De Volkswagen Polo is eerder in de buurt van de BMW gesignaleerd. Op 3 april 2016 om 05.55 uur werd de BMW op anderhalve minuut gevolgd door de Volkswagen Polo op de [straatnaam 2] te Rotterdam.
Uit camera’s van de milieuzone bleek dat op 6 april 2016 omstreeks 00.18 uur een Volkswagen Transporter, voorzien van kenteken [kentekennummer 3] , op de [straatnaam 1] werd geregistreerd. Op 6 juli 2016 stond nabij de woning aan [adres delict 4] te Capelle aan den IJssel, waar de medeverdachte [naam medeverdachte 1] verbleef, een (gestolen) Volkswagen Transporter met het (valse) kenteken [kentekennummer 3] geparkeerd, waarin bloed van [naam slachtoffer 2] is aangetroffen. De rechtbank gaat er daarom vanuit dat Volkswagen Transporter die op
6 april 2016 op de [straatnaam 1] werd geregistreerd, is gebruikt bij de ontvoeringen.
Op de camerabeelden van de milieuzone is verder te zien dat op 6 april 2016, twee minuten na de voornoemde Volkswagen Transporter, om 00.20 uur een Renault Megane, voorzien van het kenteken [kentekennummer 4] over de [straatnaam 1] reed en de [adres delict 2] insloeg.
De Renault Megane is om 01:09 uur wederom op de [straatnaam 1] geregistreerd.
De Renault Megane met het kenteken [kentekennummer 4] staat op naam van [naam] . [naam] is een zwager van de verdachte.
Uit het vorenstaande concludeert de rechtbank dat twee voertuigen, die in het bezit zijn van twee goede bekenden van de verdachte en waarin de verdachte naar eigen zeggen weleens reed, in verband kunnen worden gebracht met de gestolen BMW en Volkswagen Transporter, die beide bij de ontvoeringen van [naam slachtoffer 1] en [naam slachtoffer 2] zijn gebruikt, en dat zij in de nacht waarin de delicten hebben plaatsgevonden op enig moment in de buurt van de plaats delict zijn geweest.

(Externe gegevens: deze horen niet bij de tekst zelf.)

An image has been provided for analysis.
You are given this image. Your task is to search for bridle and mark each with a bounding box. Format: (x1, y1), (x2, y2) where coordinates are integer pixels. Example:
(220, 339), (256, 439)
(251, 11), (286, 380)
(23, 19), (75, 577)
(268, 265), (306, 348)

Op basis van het dossier kan echter niet worden vastgesteld dat het de verdachte is geweest die in de nacht van 5 op 6 april 2016 in één van de vier hiervoor genoemde auto’s heeft gereden.
Conclusie
Concluderend bevat het dossier niet het wettig en overtuigend bewijs waaruit blijkt dat de verdachte ten tijde van de ontvoeringen ter plaatse is geweest. Naast het feit dat niet kan worden vastgesteld dat de verdachte ter plaatse was ten tijde van het plegen van de ontvoeringen, blijkt uit het dossier al evenmin welke rol de verdachte daarbij dan zou hebben vervuld en bij welke specifieke uitvoeringshandelingen hij betrokken zou zijn geweest. Het onder 1 en 2 ten laste gelegde is derhalve niet wettig en overtuigend bewezen. De verdachte wordt daarvan vrijgesproken.